Without having seen a trim command, I took some guesses. I figured the 0x03 was end since I only ever saw it as the last command. Rather 0x80 0x03 is an overt trim command it just often did it at the very end of the document. Since I took that to be an END I wrote out a end and stopped processing the block. So it read the first color block from each section and stopped. But since it ended it also didn't have the color change in it, so it all stayed the same color throughout. It's a pretty easy modification and it'll both accept and use real trims.

Sorry for the delay. I've been on a genealogy binge. It's as stupid as it sounds. And a detour from my compression work to try to get HUS files working (white whale kind of thing, but requires recoding a primitive kind of ARJ compression, which requires understanding what it's doing through obfuscated source code).

tatarize commented 5 years ago

Okay, MatsIBengtsson, that should be sorted out. I seem to recall that VP3 might have also had a real stop command in it as well. Is that true, and if true can files be made with those? I'm sure they could be faked with same color color_change, but I seem to recall some sales or features copy saying it had something like that.

Also, do you find the multiple designs feature of the file format useful? I know it exists and mapped it out when I worked with the format. I short handed the first time and didn't implement it but it wouldn't be too hard to implement. It just doesn't seem like any other format has that feature or would care much. I knew it existed so I made sure to permit multiple END commands as such. At a minimum I think I should read the designs. Most of the patterns will just stop caring at the first END command. See #70 for the trim command fixes.

MatsIBengtsson commented 5 years ago

Okay, MatsIBengtsson, that should be sorted out. I seem to recall that VP3 might have also had a real stop command in it as well. Is that true, and if true can files be made with those? I'm sure they could be faked with same color color_change, but I seem to recall some sales or features copy saying it had something like that.

Yes, it is sorted. I tested your output today, and it worked. I do not have a manual on what commands vp3 contains, there is quite little from Husqvarna on it. Maybe Pfaff is revealing more. But the machine has slower/faster, stop, trim, cut, so I guess the format may have as well.

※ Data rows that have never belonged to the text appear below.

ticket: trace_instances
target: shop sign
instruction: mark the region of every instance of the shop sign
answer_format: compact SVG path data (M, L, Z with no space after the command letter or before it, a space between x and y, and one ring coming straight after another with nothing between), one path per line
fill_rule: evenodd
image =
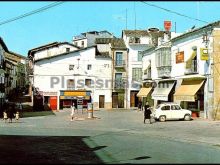
M201 60L208 60L209 54L207 48L200 48L200 59Z
M174 100L195 102L195 96L194 95L192 95L192 96L184 96L184 95L174 96Z
M184 51L176 53L176 64L184 62Z
M171 26L172 26L171 21L164 21L164 28L166 31L170 31Z
M43 92L44 96L57 96L57 92Z

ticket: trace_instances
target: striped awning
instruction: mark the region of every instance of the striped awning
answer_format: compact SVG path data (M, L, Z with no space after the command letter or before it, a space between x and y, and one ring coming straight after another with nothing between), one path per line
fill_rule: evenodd
M147 97L152 88L141 88L137 93L137 97Z
M181 86L174 93L174 101L195 101L195 95L203 85L204 80L183 80Z
M194 50L190 56L190 58L186 61L186 69L192 67L192 60L196 57L196 50Z
M161 82L159 82L161 83ZM163 100L168 101L168 96L174 86L174 81L171 82L163 82L164 87L159 88L158 86L154 89L152 93L152 99L154 100Z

Also, do you find the multiple designs feature of the file format useful? I know it exists and mapped it out when I worked with the format. I short handed the first time and didn't implement it but it wouldn't be too hard to implement. It just doesn't seem like any other format has that feature or would care much. I knew it existed so I made sure to permit multiple END commands as such. At a minimum I think I should read the designs. Most of the patterns will just stop caring at the first END command. See #70 for the trim command fixes.

The multiple feature of the file format seen as format has not been useful for me so far. What it does is to allow me to take a large hoop, insert and move around a number of different designs, so they all become a new ready made design, directly on the machine. If I wanted to save that, then the file format would be useful. But if I can start from Ink/Stitch instead, I do not think the machine would become my favorite editor... :) So thank you for a great work.

tatarize commented 5 years ago

Okay, I'll table it some more. It is a thing the format can do and I should eventually add it. I have it mapped out and it's not that hard to do, I think I even coded the writer with that in mind. And things like inkstitch would likely not care much or want to cater heavily to a rather poorly supported (in that most readers won't read them) feature of one file format. And it always seemed to me loading a different file would be the most logical element.

I'll close this down since there's no question reads work fine with this correction.